The origins of the presidential crisis stem from the deep ideological divisions between the two main blocs in parliament: The March 8th Alliance, which endorses Michel Aoun as their presidential candidate and the March 14th Alliance which endorses Samir Geagea. Rather than agree on a third mutually acceptable consensus president, the two factions have thus far, stood firm on their nominations, refusing to even meet for negotiations. This might likely change after several recently scheduled top-level meetings between rival actors, who in some cases have not had dialogue for years.
This newfound desire to return to the negotiating table quickly developed on December 16 when the Lebanese government received intelligence that ISIS, in conjunction with the Nusra Front, was planning a large-scale attack on the country's eastern border around New Year's Eve. The last attack of this magnitude occurred in August when ISIS sacked the Lebanese border town of Arsal and kidnapped over 30 Lebanese soldiers. The capture of these soldiers, who are still being held by ISIS and the Nusra Front, has developed into a symbol of national tragedy.
In order to prevent a national trauma on par with Arsal, both the Lebanese Armed Forces and Hezbollah mobilized troops toward the border. However, without coordination between these organizations, the militaries could not share intelligence, preform in joint operations, or properly delineate areas of jurisdiction. As a result, the two militates stood little chance of effectively combating ISIS.
Realizing the necessity for immediate security coordination, on December 22 Hezbollah and the Future Movement; the two major rivals of the respective March 14th and March 8th alliances, announced that a meeting would take place within 24 hours. This would be the first encounter between the two parties since 2010. Although the agenda of the meeting was dedicated to more approachable issues like state security, now that a rapport has been established between the negotiators, the parties will be able to delve into more contentious issues during any future meetings. Sure enough, just a few days after the first meeting, it was announced that a second one would take place on January 5 -- two days before the 17th session.
An agreement between Hezbollah and the Future Movement couldn't solve the crisis alone, as they are just two parts in the much larger alliances. An agreement must also be actualized between their respective presidential nominees, who are also the heads of the two largest Christian parties. Michel Aoun, the leader of the March 8th affiliated Free Patriotic Movement and Samir Geagea, the leader of the March 14th affiliated Lebanese Forces Party have also not met to discuss the presidential crisis since it began.
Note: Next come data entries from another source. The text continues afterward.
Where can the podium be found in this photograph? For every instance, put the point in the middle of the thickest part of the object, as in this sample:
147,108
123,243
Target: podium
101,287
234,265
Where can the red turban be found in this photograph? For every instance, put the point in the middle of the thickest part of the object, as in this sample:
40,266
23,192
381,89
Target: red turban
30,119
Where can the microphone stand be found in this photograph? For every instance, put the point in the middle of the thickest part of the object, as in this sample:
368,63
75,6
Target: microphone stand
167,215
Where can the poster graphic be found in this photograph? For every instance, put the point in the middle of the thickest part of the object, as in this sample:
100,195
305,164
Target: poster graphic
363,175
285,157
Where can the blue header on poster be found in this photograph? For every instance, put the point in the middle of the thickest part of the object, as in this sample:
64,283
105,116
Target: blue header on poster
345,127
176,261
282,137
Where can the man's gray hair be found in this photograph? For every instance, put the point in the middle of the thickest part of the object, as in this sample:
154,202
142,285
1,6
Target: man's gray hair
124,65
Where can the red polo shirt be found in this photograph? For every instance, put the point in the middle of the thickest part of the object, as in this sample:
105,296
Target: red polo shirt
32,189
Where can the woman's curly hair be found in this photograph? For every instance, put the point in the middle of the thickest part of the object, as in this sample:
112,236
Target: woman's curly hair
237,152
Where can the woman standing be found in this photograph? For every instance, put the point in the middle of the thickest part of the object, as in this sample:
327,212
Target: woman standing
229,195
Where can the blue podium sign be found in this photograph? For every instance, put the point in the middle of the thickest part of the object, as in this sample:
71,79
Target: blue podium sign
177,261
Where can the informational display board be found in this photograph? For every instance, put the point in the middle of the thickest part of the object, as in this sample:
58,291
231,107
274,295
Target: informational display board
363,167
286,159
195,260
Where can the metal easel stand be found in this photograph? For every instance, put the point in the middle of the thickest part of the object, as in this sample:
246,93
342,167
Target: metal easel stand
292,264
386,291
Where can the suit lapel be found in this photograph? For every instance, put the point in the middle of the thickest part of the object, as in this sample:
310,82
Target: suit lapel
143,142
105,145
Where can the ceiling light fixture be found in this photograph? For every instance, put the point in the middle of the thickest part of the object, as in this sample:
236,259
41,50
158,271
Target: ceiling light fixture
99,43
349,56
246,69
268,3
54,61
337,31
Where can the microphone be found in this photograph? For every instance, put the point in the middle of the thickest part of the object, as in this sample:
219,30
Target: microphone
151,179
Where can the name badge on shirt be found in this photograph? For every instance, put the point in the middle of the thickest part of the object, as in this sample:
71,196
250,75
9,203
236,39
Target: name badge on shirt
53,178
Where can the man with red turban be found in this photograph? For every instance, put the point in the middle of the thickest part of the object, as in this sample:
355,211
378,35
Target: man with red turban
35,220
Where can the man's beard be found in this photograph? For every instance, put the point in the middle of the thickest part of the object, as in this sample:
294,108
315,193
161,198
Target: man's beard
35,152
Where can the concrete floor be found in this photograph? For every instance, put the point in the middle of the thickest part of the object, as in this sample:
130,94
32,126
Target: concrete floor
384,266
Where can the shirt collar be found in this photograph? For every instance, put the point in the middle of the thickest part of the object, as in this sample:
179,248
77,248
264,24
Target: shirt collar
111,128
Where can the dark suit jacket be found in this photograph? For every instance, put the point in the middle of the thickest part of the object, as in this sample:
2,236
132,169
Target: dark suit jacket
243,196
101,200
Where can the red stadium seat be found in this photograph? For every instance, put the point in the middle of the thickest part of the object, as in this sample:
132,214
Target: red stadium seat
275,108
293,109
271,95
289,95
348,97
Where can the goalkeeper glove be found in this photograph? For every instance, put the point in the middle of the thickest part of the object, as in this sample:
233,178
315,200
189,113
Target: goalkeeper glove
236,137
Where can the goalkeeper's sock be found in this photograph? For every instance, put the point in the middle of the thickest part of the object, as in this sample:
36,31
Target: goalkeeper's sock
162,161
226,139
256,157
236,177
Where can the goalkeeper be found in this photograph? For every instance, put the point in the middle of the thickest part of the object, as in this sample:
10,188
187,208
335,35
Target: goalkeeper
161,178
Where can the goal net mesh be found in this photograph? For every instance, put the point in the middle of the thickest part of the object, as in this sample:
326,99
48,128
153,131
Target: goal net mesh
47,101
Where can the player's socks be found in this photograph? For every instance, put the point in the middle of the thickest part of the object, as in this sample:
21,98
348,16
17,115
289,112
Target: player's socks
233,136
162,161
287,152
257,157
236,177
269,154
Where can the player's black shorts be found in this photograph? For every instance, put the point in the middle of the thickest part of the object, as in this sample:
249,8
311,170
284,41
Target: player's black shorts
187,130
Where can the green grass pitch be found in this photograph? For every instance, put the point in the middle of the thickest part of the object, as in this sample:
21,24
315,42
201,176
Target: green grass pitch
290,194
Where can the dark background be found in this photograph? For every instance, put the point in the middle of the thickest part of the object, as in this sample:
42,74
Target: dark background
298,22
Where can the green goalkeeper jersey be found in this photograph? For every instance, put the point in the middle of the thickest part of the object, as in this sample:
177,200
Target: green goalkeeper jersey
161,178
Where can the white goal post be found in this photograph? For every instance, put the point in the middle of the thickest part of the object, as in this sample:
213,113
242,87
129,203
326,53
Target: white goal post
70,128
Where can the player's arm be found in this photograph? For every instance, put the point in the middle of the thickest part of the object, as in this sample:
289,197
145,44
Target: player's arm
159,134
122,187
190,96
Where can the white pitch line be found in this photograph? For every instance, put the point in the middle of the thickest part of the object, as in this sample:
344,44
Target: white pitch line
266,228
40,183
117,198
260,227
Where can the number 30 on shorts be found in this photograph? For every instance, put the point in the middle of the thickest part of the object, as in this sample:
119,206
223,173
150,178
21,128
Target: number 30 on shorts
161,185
Fortunately, after increasing pressure by moderate actors immediately following the Future Movement-Hezbollah dialogue, the two nominees took great strides to set a date for a meeting, which sources suggest will likely take place on January 3 -- three days before the 17th session.
Perhaps more important than all domestic meetings concerning the crisis are the international efforts taking place. As a microcosm for the sectarian divides in the middle east, Lebanon has two distinct patron groups: The West and Saudi Arabia, which traditionally back March 8th affiliated Sunnis, and Iran and Syria, which have traditionally backed the March 14th affiliated Shia. France signed a $3 billion dollar arms deal with Lebanon just last week. Since such an expensive vested interest was incurred by the French people, the country has taken a much greater role in attempting to solve the crisis. In this context, French Foreign Ministry's Middle East Department chief Jean-François Girault is embarking on a whirlwind tour of the region in the beginning of January. He plans on meeting high-level Saudi Arabian and Iranian delegates concerning Lebanon's crisis before flying to the Vatican for a meeting with Pope Francis. The Pope will be essential in the negotiations between Aoun and Geagea, whose purely Christian constituencies hold him in the hallowed regard. These meetings will take place around January 5 -- two days before the 17th session.
It seems doubtful that all these meetings are occurring by happenstance on the days leading up to January 7. Looking at the flurry of change that occurred over the past two weeks when compared with the relative deadlock that characterized the past six months, it seems highly possible that the country is headed toward a President on the day of the 17th session.